Enter the database root password: ········


The next cell queries the database and performs logistic regression on the offensive play data for each team. The regression model is trained on the first 8 weeks of data, and tries to predict runs or passes for the remaining 9 weeks of data. I will also note here that three teams changed offensive coordinators midway throught the season. This is significant because a change in offensive coordinator usually results in a change in play calling. I don't expect my model to work well for these teams. The three teams are: Detroit Lions (Oct. 26, after Week 7), Indianapolis Colts (Nov. 3, after Week 8), St. Louis Rams (Dec. 7, after Week 13).

In [5]:
# A list of the team names.
teams = ['Baltimore Ravens', 'Cincinnati Bengals', 'Cleveland Browns', 'Pittsburgh Steelers', 'Houston Texans', 'Indianapolis Colts', 'Jacksonville Jaguars', 'Tennessee Titans', 'Buffalo Bills', 'Miami Dolphins', 'New England Patriots', 'New York Jets', 'Denver Broncos', 'Kansas City Chiefs', 'Oakland Raiders', 'San Diego Chargers', 'Chicago Bears', 'Detroit Lions', 'Green Bay Packers', 'Minnesota Vikings', 'Atlanta Falcons', 'Carolina Panthers', 'New Orleans Saints', 'Tampa Bay Buccaneers', 'Dallas Cowboys', 'New York Giants', 'Philadelphia Eagles', 'Washington Redskins', 'Arizona Cardinals', 'St. Louis Rams', 'San Francisco 49ers', 'Seattle Seahawks']
# Below, I initialize the lists of parameters I'll use for later analysis.
logitList = []
fitResult = []
predIsTrue = [[],[],[],[],[],[],[],[],[],[],[],[],[],[],[],[],[],[],[],[],[],[],[],[],[],[],[],[],[],[],[],[]]
fracCorrect = []
numPass = []
fracPass = []
fracUncertain = []
fracUncertainOrSureRun = []
# A list of the total yards (and points) for each team, in the order corresponding to that of teams.
totYds = [5749,5728,5311,6327,5564,5142,5581,4988,5775,5307,5991,5925,5688,5299,5336,5949,5514,5547,5353,5139,5990,5871,6461,6014,5361,5956,5830,5661,6533,4761,4860,6058]
pts = [328,419,278,423,339,333,376,299,379,310,465,387,355,405,359,320,335,358,368,365,339,500,408,342,275,420,377,388,489,280,238,423]

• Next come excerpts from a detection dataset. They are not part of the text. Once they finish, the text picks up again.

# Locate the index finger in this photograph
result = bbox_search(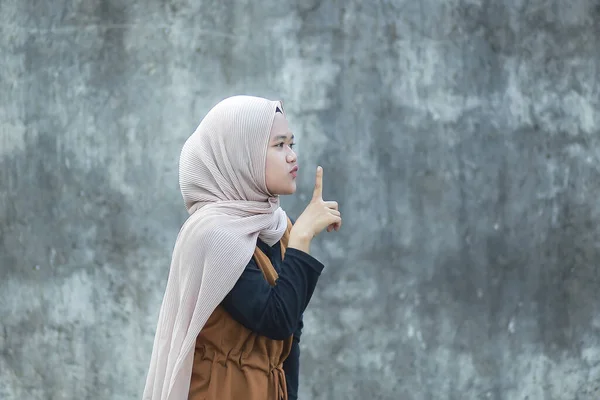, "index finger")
[313,166,323,200]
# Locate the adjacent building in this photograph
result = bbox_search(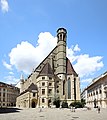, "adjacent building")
[16,28,80,108]
[0,82,20,107]
[84,72,107,108]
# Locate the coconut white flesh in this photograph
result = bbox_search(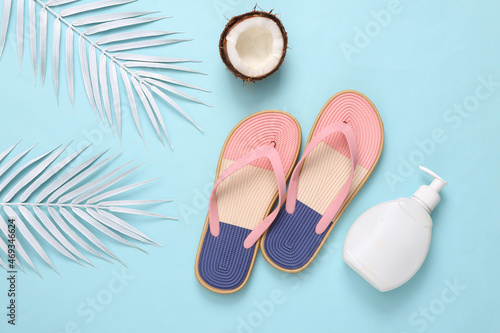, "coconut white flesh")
[226,17,285,77]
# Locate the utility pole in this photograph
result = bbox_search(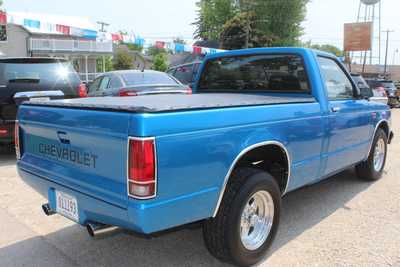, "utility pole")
[383,30,393,77]
[392,49,399,65]
[97,21,110,32]
[244,18,250,49]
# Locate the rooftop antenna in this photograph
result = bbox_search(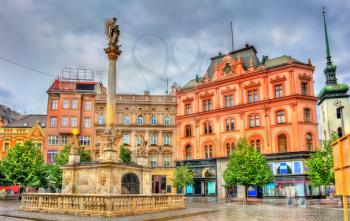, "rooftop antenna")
[231,21,234,51]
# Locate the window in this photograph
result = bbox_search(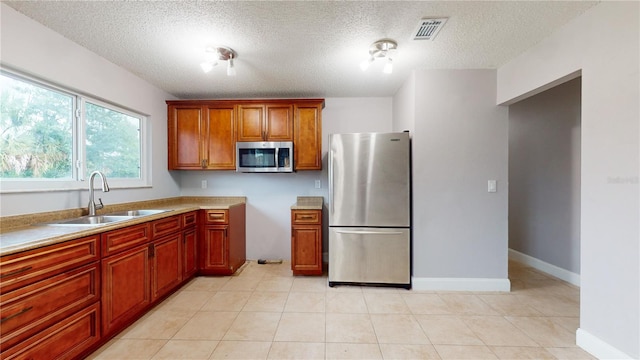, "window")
[0,70,147,192]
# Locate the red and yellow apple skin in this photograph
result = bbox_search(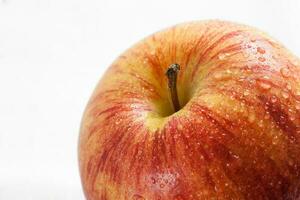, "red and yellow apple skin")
[79,21,300,200]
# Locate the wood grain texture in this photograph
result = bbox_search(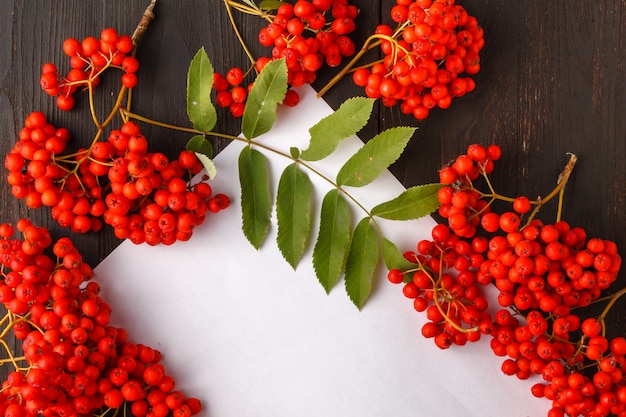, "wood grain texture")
[0,0,626,384]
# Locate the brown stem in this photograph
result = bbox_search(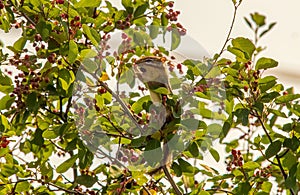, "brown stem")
[213,1,241,64]
[162,165,182,195]
[256,112,295,195]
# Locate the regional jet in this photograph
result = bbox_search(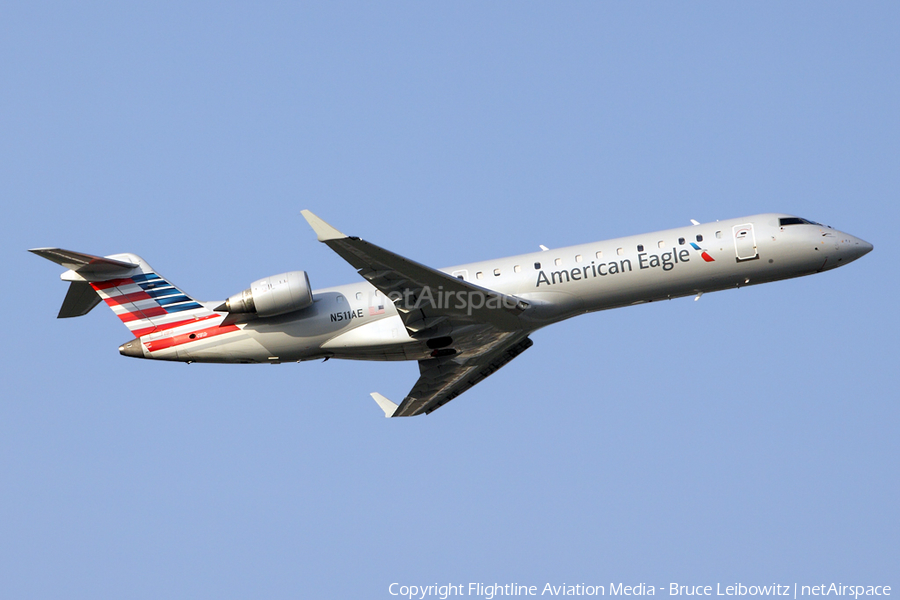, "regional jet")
[31,210,872,417]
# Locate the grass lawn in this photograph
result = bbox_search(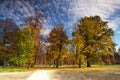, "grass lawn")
[0,64,120,72]
[0,67,27,72]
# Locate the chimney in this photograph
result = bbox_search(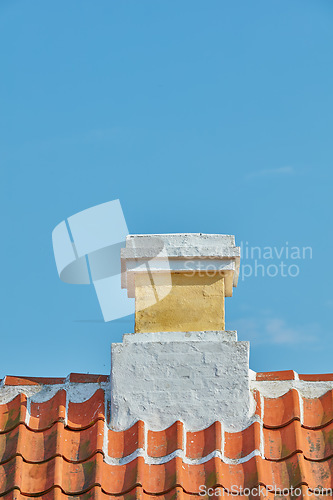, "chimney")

"""For each team, I will perform logistic regression on the 
offensive plays data from the first half of the season to try to 
predict whether plays from the second half of the season will be
a run or a pass."""
j = 0
while j < len(teams):
    #The first step is to get the data from the first half of the season from the MySQL database.
    cur.execute("SELECT `Time Remaining`, Down, `To Go`, `Field Position`, `Score Differential` FROM `" + teams[j] + "` WHERE Week < 9")
    firstHalfData = cur.fetchall()
    cur.execute("SELECT IsPass FROM `" + teams[j] + "` WHERE Week < 9")
    firstHalfOut = cur.fetchall()
    
    """I call the inputs from the training set  firstHalfIn. 
    Each row in firstHalfIn includes the bias term, the down, 
    the distance, the field position (a number between 0 and 50; 
    it doesn't differentiate between sides of the field), and 
    # (score differential) divided by (time remaining in seconds plus .01). 
    I expect the probability of a pass to change monotonically with each 
    input: The higher the down, the higher the distance, the farther from 
    either goalline, and the lower the ratio between score differential and 
    time remaining, the higher I expect the probability of a pass to be. The
    .01 is in the denominator of the last input to avoid singularities on the
    rare occasions that a defensive penalty allows for an offensive play with
    no time remaining on the clock."""
    firstHalfIn = []
    for play in firstHalfData:
        firstHalfIn.append([1, int(play[1]), int(play[2]), int(min(play[3], 100-play[3])), float(play[4])/(float(play[0])+.01)])

    # I save the results of the fit result in a list.
    logitList.append(sm.Logit(firstHalfOut, firstHalfIn))
    fitResult.append(logitList[j].fit())

    #Now, I get the data from the second half of the season (weeks 9-17)
    cur.execute("SELECT `Time Remaining`, Down, `To Go`, `Field Position`, `Score Differential` FROM `" + teams[j] + "` WHERE Week > 8")
    secondHalfData = cur.fetchall()
    cur.execute("SELECT IsPass FROM `" + teams[j] + "` WHERE Week > 8")
    secondHalfOut = cur.fetchall()
    secondHalfIn = []
    for play in secondHalfData:
        secondHalfIn.append([1, int(play[1]), int(play[2]), int(min(play[3], 100-play[3])), float(play[4])/(float(play[0])+.01)])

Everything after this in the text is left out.